(Photograph: Quarantine camp Adelaide Jubilee Park, South Australia Archives.)
By Rakesh Ahuja
The Spanish Flu pandemic hit the globe in 1919, resulting in over 50 million deaths. Eerily, just 100 years later, we have the CoronaVirus pandemic.
Medical advice for preventing coronavirus is omnipresent in these times of barely contained panic. However, the interesting point is that the Do’s and Don’ts advised to the populace in 1919 are almost the same, word by word, as what is being advised now.
In effect, despite medical advances, there is no change in medical advice.
Take the Australian experience. Some 13000 died (in a population of less than 5mn). The Sydney Morning Herald, on 28 January 1919, reported the advice of the Department of Public Health to Australians:
- Wear a gauze respirator while riding on trams, trains, or other vehicles; upon steamers; when occupying offices, rooms, or other enclosed spaces which are also occupied by any other persons; in any crowded street, or if walking or standing in conversation with other persons.

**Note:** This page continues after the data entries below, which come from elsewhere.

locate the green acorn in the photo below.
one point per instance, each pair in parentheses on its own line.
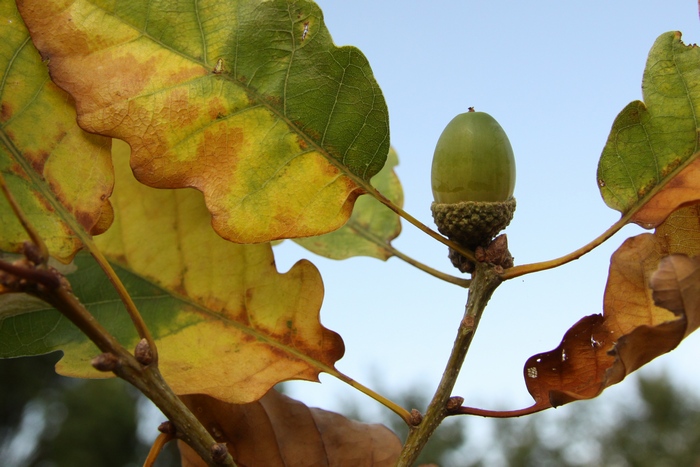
(473,179)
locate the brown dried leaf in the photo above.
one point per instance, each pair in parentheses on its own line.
(280,431)
(682,189)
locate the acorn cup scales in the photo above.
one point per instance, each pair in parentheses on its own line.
(473,179)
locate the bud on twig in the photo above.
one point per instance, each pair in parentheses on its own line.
(143,353)
(105,362)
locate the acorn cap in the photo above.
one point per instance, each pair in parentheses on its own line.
(473,223)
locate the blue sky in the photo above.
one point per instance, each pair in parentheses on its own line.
(554,74)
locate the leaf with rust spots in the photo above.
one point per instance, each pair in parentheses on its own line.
(251,103)
(649,165)
(226,323)
(280,431)
(57,173)
(372,226)
(601,350)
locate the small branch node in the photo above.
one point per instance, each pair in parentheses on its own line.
(219,452)
(143,353)
(105,362)
(454,403)
(416,418)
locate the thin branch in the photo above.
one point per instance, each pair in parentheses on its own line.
(484,283)
(131,309)
(387,246)
(79,231)
(156,448)
(146,378)
(391,405)
(26,225)
(518,271)
(523,269)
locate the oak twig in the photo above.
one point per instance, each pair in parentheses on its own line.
(485,280)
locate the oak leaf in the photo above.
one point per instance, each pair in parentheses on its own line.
(60,175)
(279,431)
(601,350)
(226,323)
(372,226)
(649,165)
(249,102)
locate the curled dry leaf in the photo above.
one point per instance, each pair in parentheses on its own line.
(280,431)
(676,286)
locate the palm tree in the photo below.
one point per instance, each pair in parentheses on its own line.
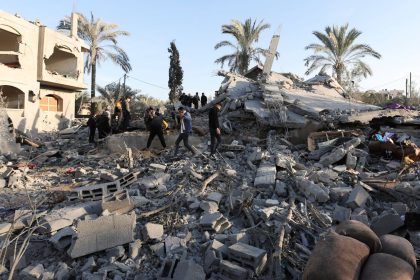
(339,52)
(113,92)
(246,34)
(102,40)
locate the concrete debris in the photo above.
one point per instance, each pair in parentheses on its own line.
(264,206)
(103,233)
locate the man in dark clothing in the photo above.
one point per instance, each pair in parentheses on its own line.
(196,100)
(156,129)
(185,130)
(203,100)
(148,117)
(92,128)
(214,128)
(104,124)
(126,113)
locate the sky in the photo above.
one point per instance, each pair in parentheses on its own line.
(390,27)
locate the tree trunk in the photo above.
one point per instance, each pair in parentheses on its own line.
(92,88)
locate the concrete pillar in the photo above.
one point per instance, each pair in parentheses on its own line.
(271,55)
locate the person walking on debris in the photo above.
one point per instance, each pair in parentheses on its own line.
(185,130)
(148,117)
(203,100)
(126,113)
(104,124)
(156,128)
(214,128)
(92,127)
(196,100)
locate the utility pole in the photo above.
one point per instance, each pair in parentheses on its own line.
(410,84)
(125,77)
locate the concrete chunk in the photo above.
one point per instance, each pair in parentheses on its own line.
(102,233)
(387,224)
(249,255)
(358,197)
(152,231)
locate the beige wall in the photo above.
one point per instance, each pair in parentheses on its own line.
(36,43)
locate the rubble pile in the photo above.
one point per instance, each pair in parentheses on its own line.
(71,210)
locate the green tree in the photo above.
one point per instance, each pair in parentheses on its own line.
(176,74)
(246,35)
(102,40)
(339,52)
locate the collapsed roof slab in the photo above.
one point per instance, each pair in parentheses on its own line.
(265,116)
(313,104)
(366,117)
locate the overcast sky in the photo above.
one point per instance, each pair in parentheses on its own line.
(390,27)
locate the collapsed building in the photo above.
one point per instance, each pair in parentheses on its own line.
(41,70)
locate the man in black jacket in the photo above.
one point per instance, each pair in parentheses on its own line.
(214,128)
(156,129)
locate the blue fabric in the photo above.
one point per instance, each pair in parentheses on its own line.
(187,122)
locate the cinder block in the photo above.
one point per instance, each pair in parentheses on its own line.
(248,255)
(231,271)
(152,231)
(118,202)
(61,218)
(358,197)
(386,224)
(103,233)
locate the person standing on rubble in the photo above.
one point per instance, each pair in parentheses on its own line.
(203,100)
(214,128)
(185,122)
(126,113)
(92,127)
(148,117)
(156,128)
(196,100)
(104,124)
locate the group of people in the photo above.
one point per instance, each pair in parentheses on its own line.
(103,121)
(156,125)
(188,100)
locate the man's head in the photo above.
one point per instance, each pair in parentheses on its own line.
(181,111)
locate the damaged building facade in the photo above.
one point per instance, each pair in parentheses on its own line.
(40,72)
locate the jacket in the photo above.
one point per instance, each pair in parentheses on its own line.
(213,118)
(187,122)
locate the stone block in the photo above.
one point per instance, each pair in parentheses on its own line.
(215,196)
(358,197)
(214,222)
(248,255)
(387,224)
(152,231)
(134,248)
(189,270)
(341,214)
(229,270)
(61,218)
(32,272)
(102,233)
(118,202)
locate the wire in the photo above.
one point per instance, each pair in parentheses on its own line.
(147,83)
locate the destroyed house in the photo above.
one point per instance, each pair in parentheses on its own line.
(41,70)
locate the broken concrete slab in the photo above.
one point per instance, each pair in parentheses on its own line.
(103,233)
(152,231)
(60,218)
(358,197)
(248,255)
(386,223)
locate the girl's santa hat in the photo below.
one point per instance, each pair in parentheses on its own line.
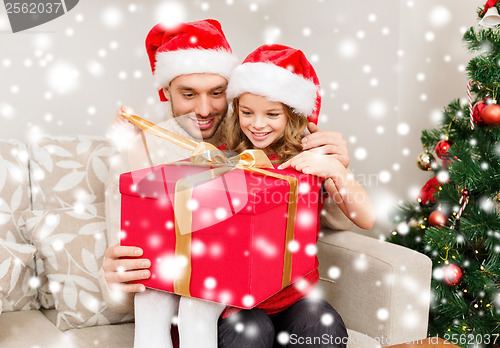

- In open air, there is safety at a distance of six feet or over from the mouth of any person;
- The following simple rules should be observed:
Keep away from the cougher, spitter, or sneezer who does not use a mask or handkerchief.
Keep out of crowds.
- Keep in the fresh air and sunlight as much as possible.
- Keep out of doors, if possible, or in a well-ventilated room.

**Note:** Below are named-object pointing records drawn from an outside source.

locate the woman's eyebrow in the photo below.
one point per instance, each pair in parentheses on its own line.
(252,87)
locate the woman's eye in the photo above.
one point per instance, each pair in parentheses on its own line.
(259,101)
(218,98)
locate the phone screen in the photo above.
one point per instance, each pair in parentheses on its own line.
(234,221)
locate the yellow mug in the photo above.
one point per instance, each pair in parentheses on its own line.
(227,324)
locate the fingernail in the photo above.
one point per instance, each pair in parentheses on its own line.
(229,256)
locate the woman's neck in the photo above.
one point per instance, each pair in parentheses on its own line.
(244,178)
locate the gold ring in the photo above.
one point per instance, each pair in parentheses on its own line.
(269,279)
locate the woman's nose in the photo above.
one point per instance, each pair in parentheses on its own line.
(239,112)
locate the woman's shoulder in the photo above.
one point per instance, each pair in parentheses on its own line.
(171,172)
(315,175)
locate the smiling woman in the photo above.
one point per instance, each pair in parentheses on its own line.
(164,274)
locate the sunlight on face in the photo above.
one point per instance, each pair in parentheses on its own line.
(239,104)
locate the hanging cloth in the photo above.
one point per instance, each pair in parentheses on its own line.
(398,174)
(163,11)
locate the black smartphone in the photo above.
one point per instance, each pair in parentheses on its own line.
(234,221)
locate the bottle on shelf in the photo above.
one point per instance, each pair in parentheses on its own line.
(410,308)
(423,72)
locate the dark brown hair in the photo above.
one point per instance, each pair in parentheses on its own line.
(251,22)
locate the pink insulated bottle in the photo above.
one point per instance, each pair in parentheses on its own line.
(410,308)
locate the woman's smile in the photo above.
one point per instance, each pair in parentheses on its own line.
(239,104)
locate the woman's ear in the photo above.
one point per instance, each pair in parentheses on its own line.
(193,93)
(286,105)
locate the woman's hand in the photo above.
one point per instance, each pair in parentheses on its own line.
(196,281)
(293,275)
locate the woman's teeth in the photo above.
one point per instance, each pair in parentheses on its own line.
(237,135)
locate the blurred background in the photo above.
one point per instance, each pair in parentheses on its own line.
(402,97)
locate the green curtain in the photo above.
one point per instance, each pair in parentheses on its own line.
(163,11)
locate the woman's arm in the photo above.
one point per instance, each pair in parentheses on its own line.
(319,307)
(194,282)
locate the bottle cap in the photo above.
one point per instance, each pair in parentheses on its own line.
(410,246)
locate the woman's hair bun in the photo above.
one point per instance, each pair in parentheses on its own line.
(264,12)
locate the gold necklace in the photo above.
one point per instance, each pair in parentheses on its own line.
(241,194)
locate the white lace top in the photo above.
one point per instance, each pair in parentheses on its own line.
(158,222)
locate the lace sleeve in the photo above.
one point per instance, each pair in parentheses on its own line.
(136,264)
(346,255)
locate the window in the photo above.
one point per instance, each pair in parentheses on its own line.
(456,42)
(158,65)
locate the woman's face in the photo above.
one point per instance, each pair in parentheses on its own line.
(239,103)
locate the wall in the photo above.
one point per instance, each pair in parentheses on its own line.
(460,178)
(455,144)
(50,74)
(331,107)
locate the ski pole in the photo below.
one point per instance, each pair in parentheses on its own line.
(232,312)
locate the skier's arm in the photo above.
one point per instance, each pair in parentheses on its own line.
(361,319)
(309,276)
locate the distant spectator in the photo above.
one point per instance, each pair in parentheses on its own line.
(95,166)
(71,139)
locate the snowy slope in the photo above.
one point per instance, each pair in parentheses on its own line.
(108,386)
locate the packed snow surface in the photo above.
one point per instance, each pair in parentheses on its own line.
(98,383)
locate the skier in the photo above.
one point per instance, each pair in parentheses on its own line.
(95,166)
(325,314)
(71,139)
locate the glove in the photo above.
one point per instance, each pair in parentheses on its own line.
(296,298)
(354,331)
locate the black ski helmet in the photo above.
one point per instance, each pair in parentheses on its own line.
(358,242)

Be temperate in eating, and avoid alcohol. - Wash your hands and face immediately upon reaching your home.
- Change your clothes before mingling with the rest of the family.

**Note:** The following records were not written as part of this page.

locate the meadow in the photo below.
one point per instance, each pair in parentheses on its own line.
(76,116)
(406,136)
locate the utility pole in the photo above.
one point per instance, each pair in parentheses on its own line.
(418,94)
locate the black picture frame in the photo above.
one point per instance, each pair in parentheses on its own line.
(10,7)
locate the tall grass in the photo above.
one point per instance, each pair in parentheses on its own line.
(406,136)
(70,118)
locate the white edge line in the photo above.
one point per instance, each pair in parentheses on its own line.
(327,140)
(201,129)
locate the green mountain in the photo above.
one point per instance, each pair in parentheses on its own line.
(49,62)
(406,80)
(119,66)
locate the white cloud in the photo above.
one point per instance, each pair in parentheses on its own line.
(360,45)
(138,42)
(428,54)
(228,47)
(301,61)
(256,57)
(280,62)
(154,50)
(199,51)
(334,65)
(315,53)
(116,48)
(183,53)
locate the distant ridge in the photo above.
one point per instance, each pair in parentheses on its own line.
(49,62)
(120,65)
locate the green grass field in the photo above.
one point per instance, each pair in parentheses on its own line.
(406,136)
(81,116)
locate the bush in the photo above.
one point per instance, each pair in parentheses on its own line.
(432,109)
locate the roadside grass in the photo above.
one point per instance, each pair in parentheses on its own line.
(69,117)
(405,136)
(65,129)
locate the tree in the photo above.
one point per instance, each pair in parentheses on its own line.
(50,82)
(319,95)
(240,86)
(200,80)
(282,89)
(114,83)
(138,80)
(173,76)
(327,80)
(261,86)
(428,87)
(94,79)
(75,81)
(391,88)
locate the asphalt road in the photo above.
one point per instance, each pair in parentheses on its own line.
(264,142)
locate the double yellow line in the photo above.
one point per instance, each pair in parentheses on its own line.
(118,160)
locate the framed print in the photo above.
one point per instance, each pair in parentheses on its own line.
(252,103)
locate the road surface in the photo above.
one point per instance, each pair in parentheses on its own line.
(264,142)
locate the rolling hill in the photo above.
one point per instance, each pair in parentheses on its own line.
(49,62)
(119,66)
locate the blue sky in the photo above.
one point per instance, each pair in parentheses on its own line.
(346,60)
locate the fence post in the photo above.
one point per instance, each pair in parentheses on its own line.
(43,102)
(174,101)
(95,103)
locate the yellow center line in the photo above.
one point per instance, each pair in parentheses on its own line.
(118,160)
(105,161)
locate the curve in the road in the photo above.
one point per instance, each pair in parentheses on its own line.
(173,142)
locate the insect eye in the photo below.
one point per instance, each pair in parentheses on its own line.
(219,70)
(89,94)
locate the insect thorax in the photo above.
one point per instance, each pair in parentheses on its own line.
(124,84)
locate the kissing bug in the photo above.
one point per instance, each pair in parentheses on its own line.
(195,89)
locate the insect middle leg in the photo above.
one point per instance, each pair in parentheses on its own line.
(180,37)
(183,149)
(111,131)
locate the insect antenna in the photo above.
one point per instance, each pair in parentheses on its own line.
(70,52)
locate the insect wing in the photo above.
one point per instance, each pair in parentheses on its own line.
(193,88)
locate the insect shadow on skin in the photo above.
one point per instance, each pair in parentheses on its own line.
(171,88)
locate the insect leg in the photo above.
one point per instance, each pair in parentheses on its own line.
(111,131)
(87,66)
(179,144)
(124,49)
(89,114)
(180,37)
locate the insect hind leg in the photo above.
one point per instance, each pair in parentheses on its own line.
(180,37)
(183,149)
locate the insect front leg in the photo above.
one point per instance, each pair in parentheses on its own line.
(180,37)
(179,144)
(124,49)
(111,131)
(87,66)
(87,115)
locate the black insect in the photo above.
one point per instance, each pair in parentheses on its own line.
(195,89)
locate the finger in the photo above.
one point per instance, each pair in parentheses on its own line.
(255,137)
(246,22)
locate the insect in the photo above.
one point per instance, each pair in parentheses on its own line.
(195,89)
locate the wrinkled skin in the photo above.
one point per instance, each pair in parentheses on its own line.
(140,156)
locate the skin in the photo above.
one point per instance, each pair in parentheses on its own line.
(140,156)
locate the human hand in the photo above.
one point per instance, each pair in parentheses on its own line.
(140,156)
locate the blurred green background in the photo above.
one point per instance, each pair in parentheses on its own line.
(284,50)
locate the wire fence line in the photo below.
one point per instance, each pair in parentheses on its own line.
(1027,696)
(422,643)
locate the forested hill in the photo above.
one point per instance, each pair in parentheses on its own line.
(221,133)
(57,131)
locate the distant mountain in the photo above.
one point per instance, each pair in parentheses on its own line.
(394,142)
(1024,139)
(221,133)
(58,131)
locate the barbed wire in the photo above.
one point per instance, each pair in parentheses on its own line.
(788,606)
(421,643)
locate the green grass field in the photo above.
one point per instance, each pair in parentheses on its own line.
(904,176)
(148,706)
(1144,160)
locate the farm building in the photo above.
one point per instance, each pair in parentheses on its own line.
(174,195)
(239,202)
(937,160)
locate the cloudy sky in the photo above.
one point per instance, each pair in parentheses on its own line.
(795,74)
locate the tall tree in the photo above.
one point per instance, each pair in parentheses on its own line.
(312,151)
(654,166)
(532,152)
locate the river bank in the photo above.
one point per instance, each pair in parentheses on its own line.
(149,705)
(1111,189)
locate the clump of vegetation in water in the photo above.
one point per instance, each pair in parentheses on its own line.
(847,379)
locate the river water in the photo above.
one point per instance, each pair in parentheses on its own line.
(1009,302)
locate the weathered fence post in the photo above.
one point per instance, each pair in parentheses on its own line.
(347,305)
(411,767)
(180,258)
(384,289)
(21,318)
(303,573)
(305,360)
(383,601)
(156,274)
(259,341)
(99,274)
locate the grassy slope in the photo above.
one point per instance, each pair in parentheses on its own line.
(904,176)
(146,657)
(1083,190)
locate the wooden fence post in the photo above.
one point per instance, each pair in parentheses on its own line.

- Exercise, short of fatigue, should be taken regularly.
- Keep the mouth and teeth clean.
4. If the epidemic should break through quarantine:
Go to bed in a room to yourself directly you feel symptoms like pain in the head or limbs, or a cold, and take light diet.
The sick person should cough, sneeze, or expectorate into gauze or a piece of clean rag, which should be burnt at once after use.
Persons handling the gauze or rag should wash their hands after each attention.
Patient’s room should be well ventilated, and care should be taken that draughts do not strike him.
Visitors should be kept from the sick room as far as possible. Only one member of the family should attend on the patient, and the attendant should wear a mask.
It would be difficult to identify any element of current advice in the time of CoronaVirus, which is not reflected above.
Well, if humanity survived what was surely a seeming death blow in the wake of WWI, then the threat of CoronaVirus too shall pass. We are now in an interconnected, interdependent world, which allows the best scientific brains to work together to overcome the challenge of CoronaVirus 2020.